Luxury retailers spend millions trying to lure shoppers worth millions online. But according to a new Report from Forrester Research, Inc. (Nasdaq: FORR), affluent shoppers — those with investable assets of $1 million or more — expect a different luxury experience online. Rather than being dazzled online by exclusivity, extravagance, and entertainment, affluent shoppers expect convenience, confidence, and control — just like other online buyers.
“Affluent shoppers are a critical consumer segment because they set the pace for eCommerce adoption. They have been buying longer, feel more comfortable buying, buy more frequently, and, of course, spend more money online than anyone else. But at the same time, they buy online for the same reasons that all online shoppers do and care about price and positive experiences with Web stores as much as the less wealthy,” said Ekaterina O. Walsh, Ph.D., senior analyst at Forrester. “Despite their readiness to use the Net to purchase everything from prestigious cosmetics to designer clothes, the affluent have held back from buying luxury goods online because they are not getting what they want.

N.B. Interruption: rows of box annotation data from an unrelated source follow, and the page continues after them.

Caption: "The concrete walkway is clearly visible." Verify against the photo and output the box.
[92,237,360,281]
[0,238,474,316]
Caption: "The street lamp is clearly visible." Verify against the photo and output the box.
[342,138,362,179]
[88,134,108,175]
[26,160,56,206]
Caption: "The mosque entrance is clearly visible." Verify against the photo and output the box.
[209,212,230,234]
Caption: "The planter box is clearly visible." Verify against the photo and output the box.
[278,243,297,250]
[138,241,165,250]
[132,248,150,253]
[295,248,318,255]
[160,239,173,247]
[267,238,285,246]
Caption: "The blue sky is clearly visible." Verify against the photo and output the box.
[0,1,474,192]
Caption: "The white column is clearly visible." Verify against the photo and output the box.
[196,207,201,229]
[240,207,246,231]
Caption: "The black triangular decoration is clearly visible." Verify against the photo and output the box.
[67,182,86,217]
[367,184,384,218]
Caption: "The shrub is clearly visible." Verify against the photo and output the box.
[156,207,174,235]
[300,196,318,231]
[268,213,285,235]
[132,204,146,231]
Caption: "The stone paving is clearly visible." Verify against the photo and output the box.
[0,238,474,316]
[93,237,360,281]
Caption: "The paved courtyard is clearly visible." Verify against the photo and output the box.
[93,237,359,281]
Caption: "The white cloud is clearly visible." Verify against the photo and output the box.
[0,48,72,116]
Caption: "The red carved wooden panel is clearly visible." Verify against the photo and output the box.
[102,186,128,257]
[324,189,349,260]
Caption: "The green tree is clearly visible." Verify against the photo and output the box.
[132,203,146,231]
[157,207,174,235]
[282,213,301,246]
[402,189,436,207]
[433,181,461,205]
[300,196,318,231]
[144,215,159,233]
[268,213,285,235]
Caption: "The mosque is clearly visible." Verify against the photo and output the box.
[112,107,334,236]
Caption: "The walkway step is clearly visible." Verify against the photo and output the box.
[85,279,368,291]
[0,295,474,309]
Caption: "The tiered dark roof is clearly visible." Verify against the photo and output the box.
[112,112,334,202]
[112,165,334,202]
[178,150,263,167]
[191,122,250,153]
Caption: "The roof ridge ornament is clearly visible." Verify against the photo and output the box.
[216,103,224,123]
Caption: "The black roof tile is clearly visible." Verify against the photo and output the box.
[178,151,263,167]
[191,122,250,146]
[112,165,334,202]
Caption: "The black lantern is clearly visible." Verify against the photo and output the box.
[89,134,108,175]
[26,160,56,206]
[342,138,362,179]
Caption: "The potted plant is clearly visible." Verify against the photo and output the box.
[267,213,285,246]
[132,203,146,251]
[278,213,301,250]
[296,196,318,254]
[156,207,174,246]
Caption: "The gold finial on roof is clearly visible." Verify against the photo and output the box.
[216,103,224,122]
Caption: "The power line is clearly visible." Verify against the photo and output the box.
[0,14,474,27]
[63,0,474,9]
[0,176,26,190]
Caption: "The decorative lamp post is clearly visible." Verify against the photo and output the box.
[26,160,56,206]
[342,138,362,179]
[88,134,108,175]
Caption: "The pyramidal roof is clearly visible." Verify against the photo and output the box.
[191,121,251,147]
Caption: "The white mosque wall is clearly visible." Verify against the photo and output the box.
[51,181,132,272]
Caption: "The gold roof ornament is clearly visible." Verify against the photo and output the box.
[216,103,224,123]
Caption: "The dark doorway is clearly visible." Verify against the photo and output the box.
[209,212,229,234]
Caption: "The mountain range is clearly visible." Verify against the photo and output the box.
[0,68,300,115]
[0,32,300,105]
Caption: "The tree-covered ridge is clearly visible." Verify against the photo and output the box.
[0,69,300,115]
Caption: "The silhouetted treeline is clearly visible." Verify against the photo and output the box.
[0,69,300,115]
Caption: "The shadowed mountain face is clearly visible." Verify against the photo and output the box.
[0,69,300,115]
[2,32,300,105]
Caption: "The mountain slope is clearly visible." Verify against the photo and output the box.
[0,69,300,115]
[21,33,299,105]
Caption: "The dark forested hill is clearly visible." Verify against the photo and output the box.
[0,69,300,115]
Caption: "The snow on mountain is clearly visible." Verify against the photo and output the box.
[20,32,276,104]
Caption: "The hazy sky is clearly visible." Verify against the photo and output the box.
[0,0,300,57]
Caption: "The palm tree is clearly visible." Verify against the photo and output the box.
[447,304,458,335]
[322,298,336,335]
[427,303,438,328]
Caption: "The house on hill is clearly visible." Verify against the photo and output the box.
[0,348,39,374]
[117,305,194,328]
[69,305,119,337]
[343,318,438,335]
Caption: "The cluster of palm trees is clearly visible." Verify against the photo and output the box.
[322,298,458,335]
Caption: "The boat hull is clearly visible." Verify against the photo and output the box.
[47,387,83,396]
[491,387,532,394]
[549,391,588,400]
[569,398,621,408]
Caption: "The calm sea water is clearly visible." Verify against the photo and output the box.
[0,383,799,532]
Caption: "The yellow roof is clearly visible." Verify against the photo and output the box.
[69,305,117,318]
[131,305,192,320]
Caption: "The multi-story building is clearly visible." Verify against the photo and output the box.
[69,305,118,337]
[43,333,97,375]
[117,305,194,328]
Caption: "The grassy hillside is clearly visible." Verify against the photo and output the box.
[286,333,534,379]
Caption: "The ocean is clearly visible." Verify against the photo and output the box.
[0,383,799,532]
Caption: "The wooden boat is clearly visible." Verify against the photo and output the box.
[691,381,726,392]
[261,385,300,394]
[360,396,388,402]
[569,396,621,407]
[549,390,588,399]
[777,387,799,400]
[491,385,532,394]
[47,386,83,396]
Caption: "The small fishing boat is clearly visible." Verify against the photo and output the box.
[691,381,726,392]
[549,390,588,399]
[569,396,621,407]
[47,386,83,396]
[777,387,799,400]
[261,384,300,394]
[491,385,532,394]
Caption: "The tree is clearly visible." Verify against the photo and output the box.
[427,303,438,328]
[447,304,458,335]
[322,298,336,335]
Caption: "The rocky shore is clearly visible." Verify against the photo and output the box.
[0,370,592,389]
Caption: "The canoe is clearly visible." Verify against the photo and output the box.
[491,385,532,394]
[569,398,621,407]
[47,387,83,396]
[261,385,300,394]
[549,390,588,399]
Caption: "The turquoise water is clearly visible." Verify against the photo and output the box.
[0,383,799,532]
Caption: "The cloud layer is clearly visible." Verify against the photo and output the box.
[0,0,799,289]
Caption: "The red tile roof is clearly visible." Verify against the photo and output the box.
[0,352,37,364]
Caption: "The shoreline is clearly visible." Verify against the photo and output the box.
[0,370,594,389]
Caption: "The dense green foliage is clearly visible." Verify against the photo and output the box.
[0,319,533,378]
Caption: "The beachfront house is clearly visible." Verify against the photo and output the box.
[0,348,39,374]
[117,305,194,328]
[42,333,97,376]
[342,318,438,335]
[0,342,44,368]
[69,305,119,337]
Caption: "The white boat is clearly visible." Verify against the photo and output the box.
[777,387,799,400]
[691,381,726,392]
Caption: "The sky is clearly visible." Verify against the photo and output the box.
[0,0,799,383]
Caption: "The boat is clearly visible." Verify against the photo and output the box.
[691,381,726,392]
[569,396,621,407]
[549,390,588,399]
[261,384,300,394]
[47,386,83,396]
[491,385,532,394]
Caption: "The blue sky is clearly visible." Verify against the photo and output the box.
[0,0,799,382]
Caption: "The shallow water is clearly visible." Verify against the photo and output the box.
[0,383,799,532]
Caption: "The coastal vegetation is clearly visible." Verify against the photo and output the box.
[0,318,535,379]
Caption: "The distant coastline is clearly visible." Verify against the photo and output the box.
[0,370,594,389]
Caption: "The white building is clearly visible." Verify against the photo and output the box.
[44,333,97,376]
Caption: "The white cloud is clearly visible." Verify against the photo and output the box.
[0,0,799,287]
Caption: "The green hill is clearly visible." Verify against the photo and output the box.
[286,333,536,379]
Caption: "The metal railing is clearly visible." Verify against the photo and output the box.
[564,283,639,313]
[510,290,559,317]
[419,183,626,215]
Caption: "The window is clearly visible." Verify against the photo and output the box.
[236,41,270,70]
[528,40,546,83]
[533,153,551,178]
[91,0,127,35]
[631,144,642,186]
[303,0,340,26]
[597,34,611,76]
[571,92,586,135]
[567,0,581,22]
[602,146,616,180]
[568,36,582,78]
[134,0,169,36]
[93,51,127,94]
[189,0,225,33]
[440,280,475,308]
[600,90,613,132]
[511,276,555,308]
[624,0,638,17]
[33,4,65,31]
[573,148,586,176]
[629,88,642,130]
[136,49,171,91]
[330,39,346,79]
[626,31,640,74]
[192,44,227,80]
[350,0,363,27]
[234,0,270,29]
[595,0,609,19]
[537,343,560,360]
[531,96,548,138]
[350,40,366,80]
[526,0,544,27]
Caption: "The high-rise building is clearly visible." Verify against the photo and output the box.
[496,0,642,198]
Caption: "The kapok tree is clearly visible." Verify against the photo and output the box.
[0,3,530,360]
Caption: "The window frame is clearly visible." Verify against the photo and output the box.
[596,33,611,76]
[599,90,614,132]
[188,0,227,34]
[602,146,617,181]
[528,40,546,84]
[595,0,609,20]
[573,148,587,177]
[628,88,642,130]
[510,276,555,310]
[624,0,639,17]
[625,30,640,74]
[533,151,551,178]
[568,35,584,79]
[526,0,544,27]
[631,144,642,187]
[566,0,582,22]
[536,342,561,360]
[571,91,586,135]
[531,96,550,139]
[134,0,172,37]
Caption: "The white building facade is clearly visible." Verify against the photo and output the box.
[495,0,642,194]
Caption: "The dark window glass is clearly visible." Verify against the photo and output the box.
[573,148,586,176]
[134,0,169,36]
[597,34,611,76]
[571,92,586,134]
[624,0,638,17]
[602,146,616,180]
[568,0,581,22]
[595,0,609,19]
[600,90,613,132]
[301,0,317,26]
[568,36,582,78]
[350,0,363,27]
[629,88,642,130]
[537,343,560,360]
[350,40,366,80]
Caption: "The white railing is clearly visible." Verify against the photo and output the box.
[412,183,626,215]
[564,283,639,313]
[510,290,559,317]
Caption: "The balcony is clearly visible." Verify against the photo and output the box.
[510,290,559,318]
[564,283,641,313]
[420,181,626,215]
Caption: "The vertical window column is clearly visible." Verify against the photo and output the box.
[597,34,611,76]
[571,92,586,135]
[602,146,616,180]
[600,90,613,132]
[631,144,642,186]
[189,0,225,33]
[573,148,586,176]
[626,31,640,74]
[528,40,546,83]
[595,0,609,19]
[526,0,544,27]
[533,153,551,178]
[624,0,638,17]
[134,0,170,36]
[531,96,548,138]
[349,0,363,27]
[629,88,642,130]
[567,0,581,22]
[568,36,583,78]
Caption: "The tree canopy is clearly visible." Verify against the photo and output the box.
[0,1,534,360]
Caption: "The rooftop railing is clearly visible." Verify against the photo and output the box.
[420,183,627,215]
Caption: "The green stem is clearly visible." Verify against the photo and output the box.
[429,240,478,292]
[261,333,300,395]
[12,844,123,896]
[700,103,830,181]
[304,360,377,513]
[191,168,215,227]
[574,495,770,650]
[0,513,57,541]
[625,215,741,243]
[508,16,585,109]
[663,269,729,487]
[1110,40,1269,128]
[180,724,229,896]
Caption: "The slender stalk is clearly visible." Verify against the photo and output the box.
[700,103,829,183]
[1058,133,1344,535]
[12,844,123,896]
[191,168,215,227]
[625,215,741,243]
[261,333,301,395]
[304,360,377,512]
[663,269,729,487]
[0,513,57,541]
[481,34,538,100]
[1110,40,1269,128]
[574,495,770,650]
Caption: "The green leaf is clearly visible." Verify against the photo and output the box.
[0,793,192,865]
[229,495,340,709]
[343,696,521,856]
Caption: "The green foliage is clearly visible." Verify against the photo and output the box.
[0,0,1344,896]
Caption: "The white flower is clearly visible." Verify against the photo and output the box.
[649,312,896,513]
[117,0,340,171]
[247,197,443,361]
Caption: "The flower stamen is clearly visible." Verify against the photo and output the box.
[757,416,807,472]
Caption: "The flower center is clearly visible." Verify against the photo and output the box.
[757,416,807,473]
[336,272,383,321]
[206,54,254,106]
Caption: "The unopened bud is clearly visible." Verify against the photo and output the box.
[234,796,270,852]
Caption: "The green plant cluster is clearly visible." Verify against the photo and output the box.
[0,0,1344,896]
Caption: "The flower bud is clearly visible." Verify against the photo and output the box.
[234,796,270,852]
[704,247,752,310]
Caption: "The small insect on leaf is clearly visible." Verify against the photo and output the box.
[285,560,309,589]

“Online purveyors of luxury goods should quit trying to recreate an offline shopping experience; channels aren’t different funnels through which identical experiences can be poured,” added Walsh. “Furthermore, by understanding and responding to the demands of affluent online shoppers, retailers will be poised to fulfill expectations of nonaffluent consumers who are right behind them.”
Most luxury merchants are designing Web experiences to replicate the look and feel of brick-and-mortar luxury shops by posturing exclusivity, extravagance, and entertainment. Most sites offering luxury goods share barriers to convenience like bandwidth-intensive interfaces, broken links, required plug-ins, and confusing error messages. Obstacles like forcing shoppers to choose a profile name for no apparent reason further undermine the user experience.
To create sites that meet affluent consumers’ needs, luxury merchants must deliver convenience, confidence, and control. Convenience must be offered through easy research, consideration, purchase, and returns. Keyword searches, few clicks to complete a purchase, and clearly communicated total cost all improve the convenience of online shopping. Confidence is built through brand equity and consumer trust. Familiar brick-and-mortar brands generate trust in Web stores, while smart pure plays will build their names via partnerships and cost-effective marketing. Control will be delivered with quality service, commitment to customer privacy, and savings.
For the Report “Selling To The Affluent Online,” Forrester analyzed data from six surveys of thousands of individuals and households in North America with investable assets of $1 million or more, not including the value of their primary home. Wired affluent households spent an average of $1,466 online in 2000, versus $817 for nonaffluent ones.